When Nicole Johnson was working at the Children’s Defense Fund Freedom School in California almost 30 years ago, all the curriculum books featured African American characters. It was an incredible opportunity for young people of color to read books with characters that looked like them and had similar experiences. Unfortunately, exposure to such a comprehensive collection of diverse books was very rare.

“There just was this sort of dearth of representation in children’s literature,” Nicole said. She has since founded Baltimore Read Aloud and become the Executive Director at We Need Diverse Books, two organizations dedicated to increasing diversity in literature for children and young adults.

Representation has steadily increased. Only 13% of children’s books published in 2012 featured a main character of color, according to the Cooperative Children’s Book Center. In 2018, that number was up to 28%, but children from all marginalized communities are still underrepresented.

We Need Diverse Books (WNDB) is developing strategies to make effective and sustainable changes. “There’s a lot of effort and emphasis and focus on making sure that publishers are aware of one, that these books are needed and two, there are also diverse authors that are prepared to write these stories.” Nicole said. Another layer of the issue is that many of the books with diverse characters are written by authors who haven’t lived that experience.

WNDB has an internship program for young publishing professionals who can help advocate for representation within the industry, and a mentorship program to support unpublished writers.

Baltimore as a city has made strides to increase young people’s access to diverse books.

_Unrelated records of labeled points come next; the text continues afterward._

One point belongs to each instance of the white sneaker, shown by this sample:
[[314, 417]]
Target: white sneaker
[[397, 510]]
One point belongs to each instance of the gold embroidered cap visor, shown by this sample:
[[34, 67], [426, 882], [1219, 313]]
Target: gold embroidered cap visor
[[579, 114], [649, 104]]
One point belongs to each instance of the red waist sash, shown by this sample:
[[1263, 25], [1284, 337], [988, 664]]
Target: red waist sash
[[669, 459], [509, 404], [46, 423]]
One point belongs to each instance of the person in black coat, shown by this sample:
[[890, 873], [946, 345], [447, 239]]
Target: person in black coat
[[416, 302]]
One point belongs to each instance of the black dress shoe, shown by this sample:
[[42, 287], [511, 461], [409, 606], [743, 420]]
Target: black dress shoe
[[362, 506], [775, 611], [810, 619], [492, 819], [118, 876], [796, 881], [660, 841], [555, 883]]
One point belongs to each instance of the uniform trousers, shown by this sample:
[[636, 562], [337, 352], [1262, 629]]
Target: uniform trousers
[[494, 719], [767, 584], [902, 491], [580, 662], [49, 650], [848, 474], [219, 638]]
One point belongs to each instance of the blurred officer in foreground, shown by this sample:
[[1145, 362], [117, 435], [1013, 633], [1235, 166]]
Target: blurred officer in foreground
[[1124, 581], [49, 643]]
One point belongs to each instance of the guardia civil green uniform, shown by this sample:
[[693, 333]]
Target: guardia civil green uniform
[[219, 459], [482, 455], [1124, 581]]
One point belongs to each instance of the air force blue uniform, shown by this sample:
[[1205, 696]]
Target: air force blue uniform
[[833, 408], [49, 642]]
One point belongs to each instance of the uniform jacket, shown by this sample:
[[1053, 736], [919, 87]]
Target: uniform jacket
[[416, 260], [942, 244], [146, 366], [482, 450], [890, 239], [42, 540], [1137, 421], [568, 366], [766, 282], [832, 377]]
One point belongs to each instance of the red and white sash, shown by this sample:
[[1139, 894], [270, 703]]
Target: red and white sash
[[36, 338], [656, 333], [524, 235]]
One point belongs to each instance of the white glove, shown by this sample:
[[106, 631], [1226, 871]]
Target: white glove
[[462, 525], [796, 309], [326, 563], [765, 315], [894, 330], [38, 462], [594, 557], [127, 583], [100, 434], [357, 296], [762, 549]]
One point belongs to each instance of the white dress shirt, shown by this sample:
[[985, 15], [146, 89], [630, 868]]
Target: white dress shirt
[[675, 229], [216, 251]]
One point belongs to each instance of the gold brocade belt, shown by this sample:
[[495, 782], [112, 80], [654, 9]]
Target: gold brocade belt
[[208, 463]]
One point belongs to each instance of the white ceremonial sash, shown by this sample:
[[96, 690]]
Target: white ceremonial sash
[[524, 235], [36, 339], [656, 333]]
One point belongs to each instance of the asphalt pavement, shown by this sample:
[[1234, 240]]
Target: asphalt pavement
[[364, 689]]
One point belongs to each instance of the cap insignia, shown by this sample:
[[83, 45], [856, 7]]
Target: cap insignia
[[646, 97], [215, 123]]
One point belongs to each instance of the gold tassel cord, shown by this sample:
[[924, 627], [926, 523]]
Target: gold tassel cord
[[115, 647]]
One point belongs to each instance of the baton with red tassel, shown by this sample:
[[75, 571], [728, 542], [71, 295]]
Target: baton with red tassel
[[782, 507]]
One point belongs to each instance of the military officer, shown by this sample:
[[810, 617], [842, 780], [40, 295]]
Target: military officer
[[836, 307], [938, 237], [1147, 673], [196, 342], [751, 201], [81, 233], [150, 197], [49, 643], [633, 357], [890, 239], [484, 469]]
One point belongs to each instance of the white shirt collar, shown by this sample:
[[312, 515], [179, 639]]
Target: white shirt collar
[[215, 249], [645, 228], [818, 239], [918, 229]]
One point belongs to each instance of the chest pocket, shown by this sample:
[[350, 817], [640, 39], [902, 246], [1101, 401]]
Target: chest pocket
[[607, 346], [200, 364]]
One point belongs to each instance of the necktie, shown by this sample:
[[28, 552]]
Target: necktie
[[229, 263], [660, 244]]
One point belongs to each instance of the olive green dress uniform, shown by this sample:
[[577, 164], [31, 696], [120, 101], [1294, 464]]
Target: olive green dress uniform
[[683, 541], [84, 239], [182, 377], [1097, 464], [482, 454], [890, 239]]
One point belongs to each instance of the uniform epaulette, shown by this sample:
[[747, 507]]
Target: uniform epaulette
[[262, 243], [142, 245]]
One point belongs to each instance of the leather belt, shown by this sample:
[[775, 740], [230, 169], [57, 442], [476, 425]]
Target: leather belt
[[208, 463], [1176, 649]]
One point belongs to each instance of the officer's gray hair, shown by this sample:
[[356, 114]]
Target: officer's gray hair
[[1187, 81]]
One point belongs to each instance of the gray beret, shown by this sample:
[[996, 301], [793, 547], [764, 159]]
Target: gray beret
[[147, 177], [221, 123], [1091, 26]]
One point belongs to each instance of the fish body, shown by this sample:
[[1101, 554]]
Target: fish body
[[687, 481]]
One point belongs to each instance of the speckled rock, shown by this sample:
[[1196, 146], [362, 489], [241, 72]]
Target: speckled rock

For example, Nicole mentioned the success of Enoch Pratt’s One Book Baltimore challenge, but there’s still a long way to go.

“I think because there is so much focus on making sure young people are ready for the standardized tests and that they perform better academically on the tests that something gets lost, particularly for young people who are struggling readers, to just enjoy a good book,” Nicole said.

All of us can help make sure children are having enjoyable reading experiences by advocating for and celebrating diverse books and authors. The Village Learning Place is committed to providing options in our collection that resonate with the youth and families who make use of our lending library.

To celebrate Black History Month, consider reading books by African American authors, donating a book from our #WeNeedDiverseBooks Amazon wish list, which features titles by African American authors this month, or search your home bookshelves for titles by diverse authors that you can donate.

Then, make a commitment to learn about and read more books by diverse authors all year long, and encourage your family members and friends to do the same.  

“I think it’s important that all parents advocate for this, not just black parents advocating for black children to see black characters, but for all parents to want to see a diversity of experiences and representation in their children’s classroom library, their school library, their community library,” Nicole said. The Village Learning Place agrees.

Throughout February, in honor of Black History Month, our website and social media will feature books by African American authors available at our library.